Simon Willison’s Weblog

Subscribe

Pydantic Evals (via) Brand new package from David Montague and the Pydantic AI team which directly tackles what I consider to be the single hardest problem in AI engineering: building evals to determine if your LLM-based system is working correctly and getting better over time.

The feature is described as "in beta" and comes with this very realistic warning:

Unlike unit tests, evals are an emerging art/science; anyone who claims to know for sure exactly how your evals should be defined can safely be ignored.

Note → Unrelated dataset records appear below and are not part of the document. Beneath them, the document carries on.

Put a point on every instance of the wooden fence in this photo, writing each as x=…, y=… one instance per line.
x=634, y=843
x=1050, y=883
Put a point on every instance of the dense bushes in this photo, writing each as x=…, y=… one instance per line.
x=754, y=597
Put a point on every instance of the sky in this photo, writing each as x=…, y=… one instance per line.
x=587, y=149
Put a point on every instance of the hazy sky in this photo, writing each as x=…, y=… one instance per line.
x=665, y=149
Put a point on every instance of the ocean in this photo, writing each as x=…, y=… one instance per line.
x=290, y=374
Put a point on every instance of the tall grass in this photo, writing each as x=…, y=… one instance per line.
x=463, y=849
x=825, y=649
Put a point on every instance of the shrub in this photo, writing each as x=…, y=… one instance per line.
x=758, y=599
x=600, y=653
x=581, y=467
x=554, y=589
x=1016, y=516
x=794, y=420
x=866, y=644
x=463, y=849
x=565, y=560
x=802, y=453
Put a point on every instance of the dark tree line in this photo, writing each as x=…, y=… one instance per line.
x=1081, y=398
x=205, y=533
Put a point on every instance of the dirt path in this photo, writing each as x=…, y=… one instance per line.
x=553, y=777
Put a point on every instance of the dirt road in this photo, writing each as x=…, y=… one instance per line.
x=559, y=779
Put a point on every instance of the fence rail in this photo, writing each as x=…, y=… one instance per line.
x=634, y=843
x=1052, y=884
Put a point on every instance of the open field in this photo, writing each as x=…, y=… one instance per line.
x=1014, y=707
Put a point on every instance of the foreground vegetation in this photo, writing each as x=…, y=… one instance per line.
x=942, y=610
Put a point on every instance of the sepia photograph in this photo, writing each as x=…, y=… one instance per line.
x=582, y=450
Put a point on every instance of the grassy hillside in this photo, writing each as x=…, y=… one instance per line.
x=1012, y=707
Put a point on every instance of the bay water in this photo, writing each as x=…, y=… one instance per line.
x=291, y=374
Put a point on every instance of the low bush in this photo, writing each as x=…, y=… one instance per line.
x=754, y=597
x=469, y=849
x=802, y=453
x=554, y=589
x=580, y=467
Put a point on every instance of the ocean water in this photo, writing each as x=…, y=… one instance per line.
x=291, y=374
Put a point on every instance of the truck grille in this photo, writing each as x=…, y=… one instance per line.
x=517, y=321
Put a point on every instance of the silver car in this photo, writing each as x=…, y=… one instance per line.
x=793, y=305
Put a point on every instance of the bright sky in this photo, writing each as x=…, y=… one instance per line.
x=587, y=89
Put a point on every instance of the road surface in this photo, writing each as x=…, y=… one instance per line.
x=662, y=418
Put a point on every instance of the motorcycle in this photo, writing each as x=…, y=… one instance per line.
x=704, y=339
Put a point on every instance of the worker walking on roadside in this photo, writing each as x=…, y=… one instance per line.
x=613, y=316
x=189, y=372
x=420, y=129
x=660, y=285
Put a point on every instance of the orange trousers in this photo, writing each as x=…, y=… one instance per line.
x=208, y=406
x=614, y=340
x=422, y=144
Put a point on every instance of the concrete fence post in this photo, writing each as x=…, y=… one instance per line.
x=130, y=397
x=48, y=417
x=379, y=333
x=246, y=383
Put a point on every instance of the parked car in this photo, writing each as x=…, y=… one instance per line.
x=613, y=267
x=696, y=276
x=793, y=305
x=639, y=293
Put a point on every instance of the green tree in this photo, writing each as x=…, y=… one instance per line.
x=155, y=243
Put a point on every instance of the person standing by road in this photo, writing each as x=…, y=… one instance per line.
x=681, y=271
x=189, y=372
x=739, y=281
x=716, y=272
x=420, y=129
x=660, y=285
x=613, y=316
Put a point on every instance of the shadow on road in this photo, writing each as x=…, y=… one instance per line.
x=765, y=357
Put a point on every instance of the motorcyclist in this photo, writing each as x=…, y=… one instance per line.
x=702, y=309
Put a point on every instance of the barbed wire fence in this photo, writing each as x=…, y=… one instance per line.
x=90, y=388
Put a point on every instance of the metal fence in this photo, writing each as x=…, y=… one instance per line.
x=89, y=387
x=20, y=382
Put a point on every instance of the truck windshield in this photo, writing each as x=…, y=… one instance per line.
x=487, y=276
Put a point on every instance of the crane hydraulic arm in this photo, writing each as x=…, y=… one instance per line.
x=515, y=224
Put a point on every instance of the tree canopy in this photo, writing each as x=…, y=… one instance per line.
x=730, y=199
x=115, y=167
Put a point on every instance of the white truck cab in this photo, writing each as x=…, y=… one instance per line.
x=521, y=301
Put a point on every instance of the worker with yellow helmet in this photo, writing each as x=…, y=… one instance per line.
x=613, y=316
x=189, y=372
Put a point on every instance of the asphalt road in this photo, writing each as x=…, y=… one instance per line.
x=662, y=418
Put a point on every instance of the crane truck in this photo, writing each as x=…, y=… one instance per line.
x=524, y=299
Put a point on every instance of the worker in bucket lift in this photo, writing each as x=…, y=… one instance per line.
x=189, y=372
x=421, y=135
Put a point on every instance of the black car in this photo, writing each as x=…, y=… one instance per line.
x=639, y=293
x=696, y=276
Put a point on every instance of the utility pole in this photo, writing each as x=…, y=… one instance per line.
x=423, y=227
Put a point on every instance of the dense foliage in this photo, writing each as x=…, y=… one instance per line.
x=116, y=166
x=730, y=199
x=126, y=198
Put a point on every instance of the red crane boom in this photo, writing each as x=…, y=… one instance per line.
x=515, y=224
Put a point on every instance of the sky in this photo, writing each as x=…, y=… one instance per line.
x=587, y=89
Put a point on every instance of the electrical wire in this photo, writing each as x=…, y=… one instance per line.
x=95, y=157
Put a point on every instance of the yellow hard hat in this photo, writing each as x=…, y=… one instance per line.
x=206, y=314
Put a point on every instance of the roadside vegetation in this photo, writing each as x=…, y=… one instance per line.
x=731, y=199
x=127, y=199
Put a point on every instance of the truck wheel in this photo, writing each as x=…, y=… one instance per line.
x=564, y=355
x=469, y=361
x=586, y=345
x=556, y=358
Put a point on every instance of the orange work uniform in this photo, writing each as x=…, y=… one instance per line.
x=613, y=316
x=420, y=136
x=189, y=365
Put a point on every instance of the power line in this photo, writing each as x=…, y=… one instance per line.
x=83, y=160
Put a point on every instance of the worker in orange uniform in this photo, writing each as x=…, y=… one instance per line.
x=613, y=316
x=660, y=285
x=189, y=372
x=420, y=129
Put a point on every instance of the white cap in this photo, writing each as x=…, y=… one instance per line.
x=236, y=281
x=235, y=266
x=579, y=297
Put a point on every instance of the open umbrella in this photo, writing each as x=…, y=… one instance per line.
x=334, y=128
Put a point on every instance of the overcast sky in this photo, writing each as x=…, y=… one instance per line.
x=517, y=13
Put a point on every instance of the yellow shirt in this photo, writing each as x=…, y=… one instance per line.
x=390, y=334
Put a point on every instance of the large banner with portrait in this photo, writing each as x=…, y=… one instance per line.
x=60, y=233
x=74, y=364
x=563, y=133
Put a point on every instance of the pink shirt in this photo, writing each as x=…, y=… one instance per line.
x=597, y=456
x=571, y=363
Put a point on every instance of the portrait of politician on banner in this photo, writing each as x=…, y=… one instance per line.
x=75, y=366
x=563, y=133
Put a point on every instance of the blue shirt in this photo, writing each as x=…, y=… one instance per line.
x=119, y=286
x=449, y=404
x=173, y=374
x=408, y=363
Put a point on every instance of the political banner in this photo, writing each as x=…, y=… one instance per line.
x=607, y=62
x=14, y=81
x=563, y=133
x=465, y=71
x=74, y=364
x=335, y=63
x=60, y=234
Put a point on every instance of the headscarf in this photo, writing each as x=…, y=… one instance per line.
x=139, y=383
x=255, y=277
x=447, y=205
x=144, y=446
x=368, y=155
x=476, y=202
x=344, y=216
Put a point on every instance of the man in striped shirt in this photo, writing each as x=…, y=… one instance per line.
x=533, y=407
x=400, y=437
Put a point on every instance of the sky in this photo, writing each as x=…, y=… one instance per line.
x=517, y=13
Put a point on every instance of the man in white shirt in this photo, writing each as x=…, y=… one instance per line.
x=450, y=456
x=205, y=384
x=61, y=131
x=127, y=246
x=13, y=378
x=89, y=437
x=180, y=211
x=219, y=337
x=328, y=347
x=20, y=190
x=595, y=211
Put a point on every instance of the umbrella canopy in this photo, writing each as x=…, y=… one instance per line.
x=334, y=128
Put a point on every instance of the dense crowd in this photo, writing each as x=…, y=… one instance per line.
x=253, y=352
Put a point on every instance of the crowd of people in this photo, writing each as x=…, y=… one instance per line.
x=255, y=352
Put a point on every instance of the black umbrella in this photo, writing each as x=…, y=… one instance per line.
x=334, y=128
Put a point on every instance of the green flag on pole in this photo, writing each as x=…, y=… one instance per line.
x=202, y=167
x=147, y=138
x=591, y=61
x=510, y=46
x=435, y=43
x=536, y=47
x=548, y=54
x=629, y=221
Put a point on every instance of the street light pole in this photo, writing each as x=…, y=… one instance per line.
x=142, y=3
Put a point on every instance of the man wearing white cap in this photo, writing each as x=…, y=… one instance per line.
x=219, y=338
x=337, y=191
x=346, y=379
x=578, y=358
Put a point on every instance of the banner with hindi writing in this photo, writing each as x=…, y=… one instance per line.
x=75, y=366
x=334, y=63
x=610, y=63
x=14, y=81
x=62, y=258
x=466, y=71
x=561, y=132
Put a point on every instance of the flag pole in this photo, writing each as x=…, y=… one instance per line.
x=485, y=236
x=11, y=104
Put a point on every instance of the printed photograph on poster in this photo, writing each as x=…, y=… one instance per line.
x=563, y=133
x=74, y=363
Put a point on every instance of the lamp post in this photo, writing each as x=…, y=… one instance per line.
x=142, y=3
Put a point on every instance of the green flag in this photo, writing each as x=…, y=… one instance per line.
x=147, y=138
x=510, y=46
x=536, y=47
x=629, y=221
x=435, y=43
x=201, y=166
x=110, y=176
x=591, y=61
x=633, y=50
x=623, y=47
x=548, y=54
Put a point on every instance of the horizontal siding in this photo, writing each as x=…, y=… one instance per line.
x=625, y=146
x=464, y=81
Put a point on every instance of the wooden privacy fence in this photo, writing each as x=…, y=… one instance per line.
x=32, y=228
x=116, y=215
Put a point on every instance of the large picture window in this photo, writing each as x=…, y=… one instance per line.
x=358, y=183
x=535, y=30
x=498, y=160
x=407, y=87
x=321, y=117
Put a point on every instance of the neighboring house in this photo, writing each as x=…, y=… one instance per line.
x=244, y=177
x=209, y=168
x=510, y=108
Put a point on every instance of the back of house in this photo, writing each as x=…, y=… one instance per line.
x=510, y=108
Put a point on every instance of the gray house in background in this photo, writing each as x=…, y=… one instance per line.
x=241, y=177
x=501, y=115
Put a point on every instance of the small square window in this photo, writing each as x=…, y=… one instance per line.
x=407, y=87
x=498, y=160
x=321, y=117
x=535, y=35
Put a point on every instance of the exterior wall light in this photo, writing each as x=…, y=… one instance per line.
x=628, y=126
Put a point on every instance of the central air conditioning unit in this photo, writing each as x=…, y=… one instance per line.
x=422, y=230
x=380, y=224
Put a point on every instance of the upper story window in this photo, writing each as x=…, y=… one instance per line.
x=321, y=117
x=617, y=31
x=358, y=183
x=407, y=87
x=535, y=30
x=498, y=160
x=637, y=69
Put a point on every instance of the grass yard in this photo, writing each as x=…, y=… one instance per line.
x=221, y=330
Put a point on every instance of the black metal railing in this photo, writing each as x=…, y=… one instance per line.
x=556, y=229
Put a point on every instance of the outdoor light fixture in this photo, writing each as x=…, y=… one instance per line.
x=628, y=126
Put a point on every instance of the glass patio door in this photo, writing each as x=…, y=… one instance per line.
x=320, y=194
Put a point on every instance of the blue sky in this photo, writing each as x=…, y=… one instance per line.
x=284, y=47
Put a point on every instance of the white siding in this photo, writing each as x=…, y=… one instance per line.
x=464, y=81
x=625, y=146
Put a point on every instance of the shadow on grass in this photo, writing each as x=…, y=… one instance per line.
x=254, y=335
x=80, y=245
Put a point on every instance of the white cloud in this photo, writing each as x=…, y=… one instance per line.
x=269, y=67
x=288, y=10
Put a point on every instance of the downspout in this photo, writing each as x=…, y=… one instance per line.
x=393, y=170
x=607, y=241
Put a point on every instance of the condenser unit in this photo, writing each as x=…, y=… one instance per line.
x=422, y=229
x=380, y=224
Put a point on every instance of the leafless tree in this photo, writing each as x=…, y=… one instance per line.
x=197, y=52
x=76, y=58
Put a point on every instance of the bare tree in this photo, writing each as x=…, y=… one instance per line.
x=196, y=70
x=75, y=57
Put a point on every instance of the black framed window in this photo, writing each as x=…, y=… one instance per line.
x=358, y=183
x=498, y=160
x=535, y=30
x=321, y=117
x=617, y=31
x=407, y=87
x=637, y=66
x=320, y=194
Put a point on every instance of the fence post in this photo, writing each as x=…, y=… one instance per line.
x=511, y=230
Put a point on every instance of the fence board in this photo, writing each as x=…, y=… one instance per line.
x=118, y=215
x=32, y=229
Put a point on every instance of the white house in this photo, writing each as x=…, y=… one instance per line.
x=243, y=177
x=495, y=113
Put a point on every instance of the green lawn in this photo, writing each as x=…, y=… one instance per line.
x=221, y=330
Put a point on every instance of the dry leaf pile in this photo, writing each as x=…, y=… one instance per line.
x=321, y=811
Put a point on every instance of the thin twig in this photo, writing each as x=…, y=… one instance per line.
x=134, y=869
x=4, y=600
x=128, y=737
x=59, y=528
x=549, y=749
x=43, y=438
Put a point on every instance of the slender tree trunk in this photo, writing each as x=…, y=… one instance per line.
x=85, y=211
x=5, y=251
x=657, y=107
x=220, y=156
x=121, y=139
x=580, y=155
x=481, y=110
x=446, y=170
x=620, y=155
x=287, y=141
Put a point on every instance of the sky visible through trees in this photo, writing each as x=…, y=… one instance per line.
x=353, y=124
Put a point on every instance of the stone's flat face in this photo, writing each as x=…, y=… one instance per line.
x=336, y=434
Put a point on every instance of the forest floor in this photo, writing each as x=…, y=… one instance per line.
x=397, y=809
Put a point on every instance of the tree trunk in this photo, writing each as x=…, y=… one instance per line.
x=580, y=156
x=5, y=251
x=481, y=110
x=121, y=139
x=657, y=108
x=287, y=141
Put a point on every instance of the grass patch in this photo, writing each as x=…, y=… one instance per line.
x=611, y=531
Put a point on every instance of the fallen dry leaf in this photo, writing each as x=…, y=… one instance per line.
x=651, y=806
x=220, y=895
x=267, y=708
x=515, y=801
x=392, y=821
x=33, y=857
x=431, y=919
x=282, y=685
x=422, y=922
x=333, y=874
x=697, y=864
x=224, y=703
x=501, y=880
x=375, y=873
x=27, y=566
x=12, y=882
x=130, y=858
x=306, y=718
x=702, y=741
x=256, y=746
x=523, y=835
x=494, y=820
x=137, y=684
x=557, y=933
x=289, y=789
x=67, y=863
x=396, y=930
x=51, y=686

This code example from their documentation illustrates the relationship between the two key nouns - Cases and Datasets:

from pydantic_evals import Case, Dataset

case1 = Case(
    name="simple_case",
    inputs="What is the capital of France?",
    expected_output="Paris",
    metadata={"difficulty": "easy"},
)

dataset = Dataset(cases=[case1])

The library also supports custom evaluators, including LLM-as-a-judge:

Case(
    name="vegetarian_recipe",
    inputs=CustomerOrder(
        dish_name="Spaghetti Bolognese", dietary_restriction="vegetarian"
    ),
    expected_output=None,
    metadata={"focus": "vegetarian"},
    evaluators=(
        LLMJudge(
            rubric="Recipe should not contain meat or animal products",
        ),
    ),
)

Cases and datasets can also be serialized to YAML.

My first impressions are that this looks like a solid implementation of a sensible design. I'm looking forward to trying it out against a real project.